+ Start a Discussion
Paul Dyson.ax812Paul Dyson.ax812 

Using the Bulk API to delete records?

All the examples of using the Bulk API show how to insert records (including the sample code). This works perfectly but we're also interested in using the API to delete all records of a particular type - basically we have a need to delete and recreate some reference data on a daily or weekly basis.

 

 

  • Do you need to provide a CSV file if you want to delete all records?
  • If you do, what format should the CSV be in (just the Id needed) and any hints on how to get the Ids of 100,000 records without hitting limits?
Thanks in advance for any help!

 

Best Answer chosen by Admin (Salesforce Developers) 
dkadordkador

The external source doesn't have a last_updated or system_modstamp column you can use to detect changes?

 

Why is it hard to query 500,000 records?  It will take a while to issue the query/queryMores to get your data set, but that's not hard.  But, like I said before, it's a bit expensive.

 

If this is a custom object, your other option is just to delete the object entirely and then re-create it with the metadata API.  We'll drop your rows automatically then (well, sort of - the old object will be soft-deleted for a while).

All Answers

dkadordkador

We currently make it difficult to do what you want to do because it's so resource intensive.  If you have to, you can query for the entire table, then build up a CSV of only one column (Id) with all the rows you want to delete.  I'd recommend using hard delete if you have to do this.

 

But perhaps a better question would be why you need to do this?  You can't do some sort of data merging to detect which rows need to be updated/deleted in SFDC and which need to be inserted from your external system of record?
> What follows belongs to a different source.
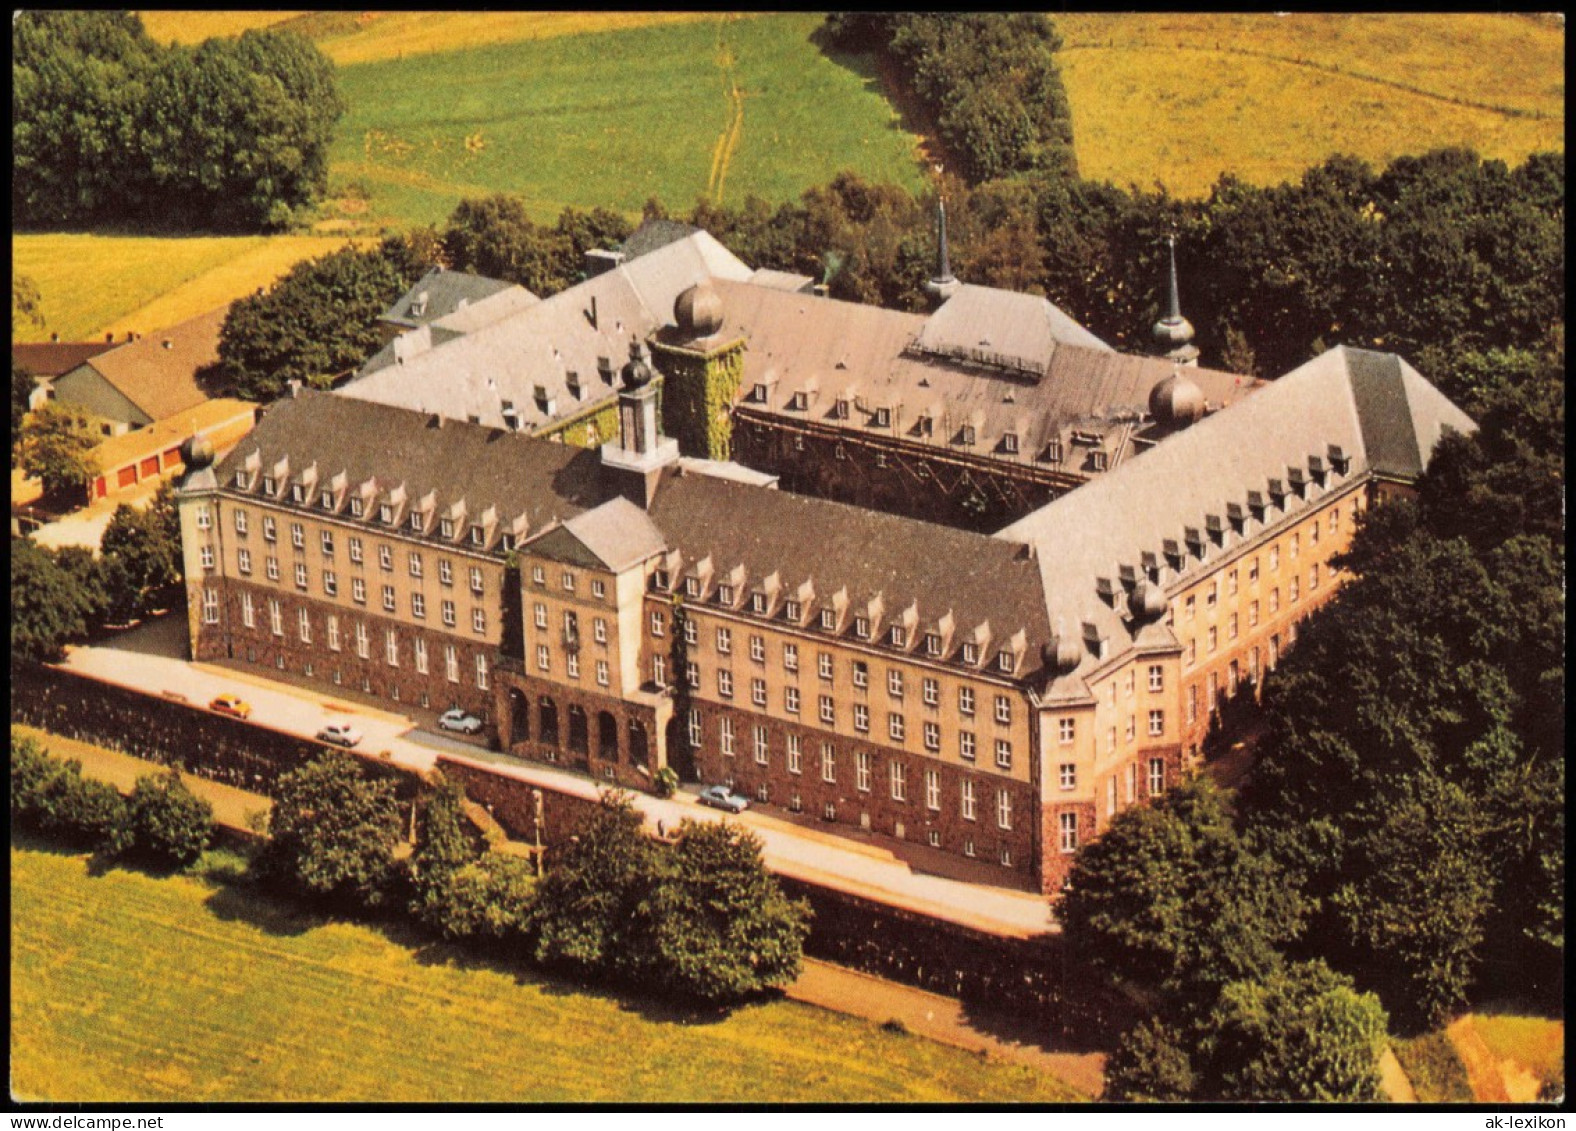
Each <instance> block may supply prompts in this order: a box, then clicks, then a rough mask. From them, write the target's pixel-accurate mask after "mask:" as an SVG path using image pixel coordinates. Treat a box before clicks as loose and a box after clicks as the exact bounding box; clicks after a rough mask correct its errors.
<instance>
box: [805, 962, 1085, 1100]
mask: <svg viewBox="0 0 1576 1131" xmlns="http://www.w3.org/2000/svg"><path fill="white" fill-rule="evenodd" d="M788 997H791V999H794V1000H797V1002H805V1003H808V1005H818V1007H821V1008H824V1010H834V1011H837V1013H848V1014H853V1016H856V1018H867V1019H868V1021H876V1022H883V1024H884V1022H887V1021H900V1022H901V1024H903V1025H905V1027H906V1029H908V1032H911V1033H916V1035H919V1036H925V1038H928V1040H933V1041H939V1043H942V1044H953V1046H957V1048H960V1049H969V1051H985V1052H988V1054H991V1055H996V1057H1001V1059H1004V1060H1015V1062H1018V1063H1023V1065H1029V1066H1031V1068H1039V1070H1040V1071H1045V1073H1050V1074H1051V1076H1056V1077H1057V1079H1061V1081H1065V1082H1067V1084H1070V1085H1072V1087H1075V1088H1078V1090H1080V1092H1083V1093H1084V1095H1086V1096H1087V1098H1089V1099H1095V1098H1097V1096H1098V1095H1100V1090H1102V1088H1103V1087H1105V1074H1103V1073H1105V1054H1100V1052H1056V1051H1051V1049H1046V1048H1043V1046H1040V1044H1035V1043H1034V1040H1032V1036H1028V1035H1024V1036H1023V1038H1021V1040H1020V1038H1015V1036H1012V1035H998V1033H993V1032H987V1030H983V1029H980V1027H977V1025H976V1024H972V1022H971V1021H969V1018H968V1014H966V1011H965V1008H963V1005H961V1003H960V1002H957V1000H953V999H950V997H942V996H941V994H931V992H927V991H924V989H914V988H913V986H903V985H900V983H895V981H887V980H884V978H876V977H872V975H868V973H860V972H859V970H849V969H846V967H842V966H832V964H831V962H821V961H816V959H813V958H807V959H805V961H804V973H802V975H801V977H799V981H796V983H794V985H793V986H790V988H788Z"/></svg>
Paul Dyson.ax812Paul Dyson.ax812

We're trying to insert what is effectively read-only financial 'reference data' which comes from an external source. The external source doesn't provide change sets so the simplest thing is for us to clear out all the data and reload. We're talking about ~500,000 records so we can't determine the change set within salesforce, nor can we easily query all the record Ids. 

dkadordkador

The external source doesn't have a last_updated or system_modstamp column you can use to detect changes?

 

Why is it hard to query 500,000 records?  It will take a while to issue the query/queryMores to get your data set, but that's not hard.  But, like I said before, it's a bit expensive.

 

If this is a custom object, your other option is just to delete the object entirely and then re-create it with the metadata API.  We'll drop your rows automatically then (well, sort of - the old object will be soft-deleted for a while).
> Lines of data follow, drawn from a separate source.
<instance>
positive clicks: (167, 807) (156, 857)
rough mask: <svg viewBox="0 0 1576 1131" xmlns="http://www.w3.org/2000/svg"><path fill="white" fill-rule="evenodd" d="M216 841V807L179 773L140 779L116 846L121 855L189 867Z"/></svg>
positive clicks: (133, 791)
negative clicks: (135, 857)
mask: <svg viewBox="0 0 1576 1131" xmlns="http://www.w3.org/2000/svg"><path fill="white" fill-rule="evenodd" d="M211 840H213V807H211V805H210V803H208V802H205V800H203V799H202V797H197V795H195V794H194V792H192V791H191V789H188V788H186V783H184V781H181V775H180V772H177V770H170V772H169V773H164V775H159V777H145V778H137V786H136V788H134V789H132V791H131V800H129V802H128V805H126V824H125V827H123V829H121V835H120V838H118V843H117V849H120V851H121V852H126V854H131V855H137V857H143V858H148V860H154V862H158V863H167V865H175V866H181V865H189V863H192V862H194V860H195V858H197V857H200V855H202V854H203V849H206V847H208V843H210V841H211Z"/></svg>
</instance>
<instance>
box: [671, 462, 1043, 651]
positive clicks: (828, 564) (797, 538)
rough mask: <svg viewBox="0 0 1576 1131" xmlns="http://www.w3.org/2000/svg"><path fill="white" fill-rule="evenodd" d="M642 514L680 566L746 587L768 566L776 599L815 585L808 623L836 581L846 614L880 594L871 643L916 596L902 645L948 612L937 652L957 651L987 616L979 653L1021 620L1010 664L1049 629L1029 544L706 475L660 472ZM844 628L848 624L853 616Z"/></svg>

This was selected as the best answer
Paul Dyson.ax812Paul Dyson.ax812

No, the external system (not one we have any ownership of or influence over) doesn't mark modification times or provide any information we could determine a change set from without doing a full diff between the new data set and the previous one.

 

You're right ... its not hard to query 500,000 records, just time-consuming snd a bit of a roundabout process when we know exactly what we want to delete: everything. The object is part of a managed package so we can't drop it so I think the query-all-rows/create csv/bulk delete is looking like the only option available to us.

 

Thanks for your help.

dkadordkador

In this case it might make sense to do that full diff, with an option to fall back to a complete teardown / reload of the data.  That might end up being faster in terms of wall-clock time.

 

Obviously it makes things more complex, though.  Good luck with whatever approach you take.

Saurav Singh 7Saurav Singh 7
Facing the same issue. Did anyone manage to find the solution.